- Associated Press - Saturday, May 24, 2014

MINNEAPOLIS (AP) - The Minneapolis City Council has voted to step up enforcement of a decades-old ordinance that bans restaurants and other businesses from using polystyrene containers.

The City Council voted Friday that it would lower the fine for violators, but step up enforcement, the Star Tribune reported (https://strib.mn/1kdGRpG ). City Council member Andrew Johnson said the move could mean that the white foam containers could be out of the city’s waste stream for good.

He said city health and food inspectors hadn’t been checking for the banned packaging consistently, and now they will be required to.
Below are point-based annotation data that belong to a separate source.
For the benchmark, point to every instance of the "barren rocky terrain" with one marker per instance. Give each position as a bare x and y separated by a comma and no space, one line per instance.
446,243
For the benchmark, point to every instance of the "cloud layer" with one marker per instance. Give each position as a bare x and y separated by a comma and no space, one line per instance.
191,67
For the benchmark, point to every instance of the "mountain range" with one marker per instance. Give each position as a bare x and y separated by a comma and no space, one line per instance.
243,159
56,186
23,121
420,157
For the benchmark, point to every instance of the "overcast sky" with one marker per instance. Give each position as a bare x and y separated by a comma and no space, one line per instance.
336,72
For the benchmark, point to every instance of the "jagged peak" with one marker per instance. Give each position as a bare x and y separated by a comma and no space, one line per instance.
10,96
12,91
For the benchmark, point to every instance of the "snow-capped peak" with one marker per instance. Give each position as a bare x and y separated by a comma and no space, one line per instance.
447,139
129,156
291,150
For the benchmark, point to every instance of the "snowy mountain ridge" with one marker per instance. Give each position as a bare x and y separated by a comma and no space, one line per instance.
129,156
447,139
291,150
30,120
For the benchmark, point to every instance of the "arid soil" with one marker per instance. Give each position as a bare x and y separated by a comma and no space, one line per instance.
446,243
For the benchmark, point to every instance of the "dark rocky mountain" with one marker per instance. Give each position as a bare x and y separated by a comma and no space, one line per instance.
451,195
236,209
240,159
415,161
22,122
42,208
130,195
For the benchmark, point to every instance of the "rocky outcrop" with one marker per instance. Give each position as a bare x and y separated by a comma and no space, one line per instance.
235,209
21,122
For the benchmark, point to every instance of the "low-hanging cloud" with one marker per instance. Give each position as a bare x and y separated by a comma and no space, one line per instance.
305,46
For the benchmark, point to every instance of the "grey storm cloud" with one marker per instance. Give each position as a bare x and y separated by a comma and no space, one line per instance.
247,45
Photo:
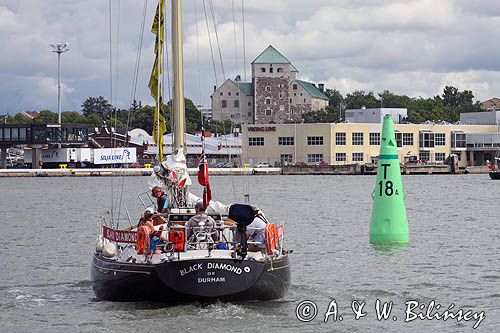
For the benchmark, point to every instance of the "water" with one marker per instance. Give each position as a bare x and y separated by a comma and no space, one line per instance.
49,229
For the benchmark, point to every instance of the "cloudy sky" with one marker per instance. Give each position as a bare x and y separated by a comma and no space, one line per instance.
408,47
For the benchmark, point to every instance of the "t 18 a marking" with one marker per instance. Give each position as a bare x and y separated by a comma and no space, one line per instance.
388,189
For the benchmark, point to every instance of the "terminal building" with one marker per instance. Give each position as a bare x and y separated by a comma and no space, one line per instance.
351,143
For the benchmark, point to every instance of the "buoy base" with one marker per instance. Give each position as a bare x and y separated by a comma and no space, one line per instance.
389,238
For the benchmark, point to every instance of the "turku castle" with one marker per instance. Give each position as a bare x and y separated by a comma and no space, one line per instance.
275,95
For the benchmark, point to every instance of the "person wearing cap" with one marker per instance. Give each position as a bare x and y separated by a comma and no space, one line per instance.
161,199
200,216
147,219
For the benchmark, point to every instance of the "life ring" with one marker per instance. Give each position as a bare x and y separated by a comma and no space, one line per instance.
143,240
271,237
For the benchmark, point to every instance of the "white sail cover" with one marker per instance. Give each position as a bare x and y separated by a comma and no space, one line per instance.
173,171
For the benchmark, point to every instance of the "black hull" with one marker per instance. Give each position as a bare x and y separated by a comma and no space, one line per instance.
200,280
495,175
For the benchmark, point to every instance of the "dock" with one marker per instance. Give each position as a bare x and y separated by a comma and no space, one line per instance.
119,172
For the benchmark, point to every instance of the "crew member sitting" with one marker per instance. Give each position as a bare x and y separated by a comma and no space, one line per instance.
201,216
161,199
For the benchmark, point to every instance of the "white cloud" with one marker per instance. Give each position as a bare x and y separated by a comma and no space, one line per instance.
409,47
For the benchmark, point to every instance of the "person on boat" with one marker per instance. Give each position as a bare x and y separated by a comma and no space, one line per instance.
250,221
161,200
200,216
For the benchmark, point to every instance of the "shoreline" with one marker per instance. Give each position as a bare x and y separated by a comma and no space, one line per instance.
119,172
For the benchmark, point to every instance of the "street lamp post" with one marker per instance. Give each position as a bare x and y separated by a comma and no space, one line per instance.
59,48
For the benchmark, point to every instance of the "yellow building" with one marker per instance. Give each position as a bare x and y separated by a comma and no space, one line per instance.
348,143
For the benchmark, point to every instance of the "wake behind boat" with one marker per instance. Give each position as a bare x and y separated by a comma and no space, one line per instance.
183,255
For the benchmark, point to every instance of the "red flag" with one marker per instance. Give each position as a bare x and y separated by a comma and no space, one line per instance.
203,180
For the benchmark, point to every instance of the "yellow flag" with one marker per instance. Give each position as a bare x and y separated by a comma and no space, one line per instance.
159,121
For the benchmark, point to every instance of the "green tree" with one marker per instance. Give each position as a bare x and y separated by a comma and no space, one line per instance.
390,100
359,99
45,117
335,98
98,106
73,117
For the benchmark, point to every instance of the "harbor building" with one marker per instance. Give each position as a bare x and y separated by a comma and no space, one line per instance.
375,115
358,143
275,95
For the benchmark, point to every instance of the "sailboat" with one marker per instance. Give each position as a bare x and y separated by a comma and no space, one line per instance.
218,262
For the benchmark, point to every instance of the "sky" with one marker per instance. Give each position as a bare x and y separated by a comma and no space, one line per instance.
414,48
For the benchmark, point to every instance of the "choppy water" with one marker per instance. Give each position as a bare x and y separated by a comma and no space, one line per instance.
49,228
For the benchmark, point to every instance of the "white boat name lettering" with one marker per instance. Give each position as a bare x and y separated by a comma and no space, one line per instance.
211,279
190,269
223,266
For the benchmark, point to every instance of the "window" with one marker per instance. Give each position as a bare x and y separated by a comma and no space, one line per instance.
357,157
426,140
340,139
286,158
374,139
315,140
340,157
286,140
399,139
357,139
407,139
440,139
439,157
257,141
314,158
424,156
457,140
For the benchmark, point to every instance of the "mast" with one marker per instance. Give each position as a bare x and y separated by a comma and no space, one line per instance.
179,118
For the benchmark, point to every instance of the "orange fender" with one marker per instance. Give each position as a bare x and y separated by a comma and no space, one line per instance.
271,238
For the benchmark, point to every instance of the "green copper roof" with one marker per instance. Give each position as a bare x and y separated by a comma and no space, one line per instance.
271,56
312,90
246,87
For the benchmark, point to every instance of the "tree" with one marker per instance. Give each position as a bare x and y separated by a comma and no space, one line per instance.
359,99
73,117
98,106
390,100
335,98
45,117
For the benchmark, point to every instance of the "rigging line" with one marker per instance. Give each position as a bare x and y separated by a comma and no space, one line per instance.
169,88
132,97
247,177
214,21
111,97
210,42
117,55
238,84
244,41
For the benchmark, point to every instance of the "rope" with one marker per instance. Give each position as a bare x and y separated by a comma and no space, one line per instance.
217,38
210,42
132,95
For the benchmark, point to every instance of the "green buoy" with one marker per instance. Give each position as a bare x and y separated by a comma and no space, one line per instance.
389,223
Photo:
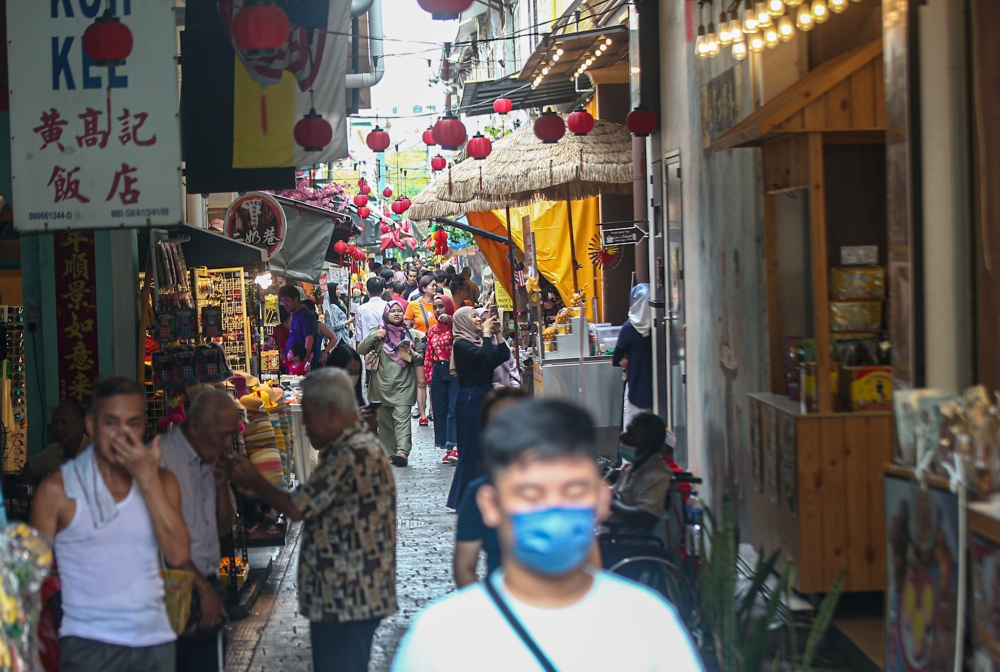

The public can also report violations.

The Minneapolis ordinance, which also legalizes compostable food containers, will take effect next Earth Day, April 22.

The move affects local restaurants and other establishments that use polystyrene. The material is not recycled because it is too hard to clean and the market for it is small.

Johnson, who sponsored the measure, estimated there could be as many as 10 million polystyrene containers in Minneapolis‘ trash each year.

Although commonly referred to as Styrofoam, that brand of polystyrene foam isn’t used in food packaging, according to its manufacturer, Dow Chemical Co.

The measure requires that restaurants offer to-go customers food in containers that are easily recyclable or compostable. Prepackaged food by manufacturers would be excluded.

Restaurants and other food sellers will also be required to provide recycling bins and composting bins. The recyclable bin requirement is another that has been long overlooked, Johnson said.

City Council member Cam Gordon said health department employees are available to help with the transition, and funding is available through Hennepin County grants and city loans.

At a public hearing earlier this month, some opponents who represent the packaging industry told council members the ordinance would take away consumer choice. They also said recycling polystyrene foam is possible.

Dozens of cities nationwide have already banned polystyrene containers.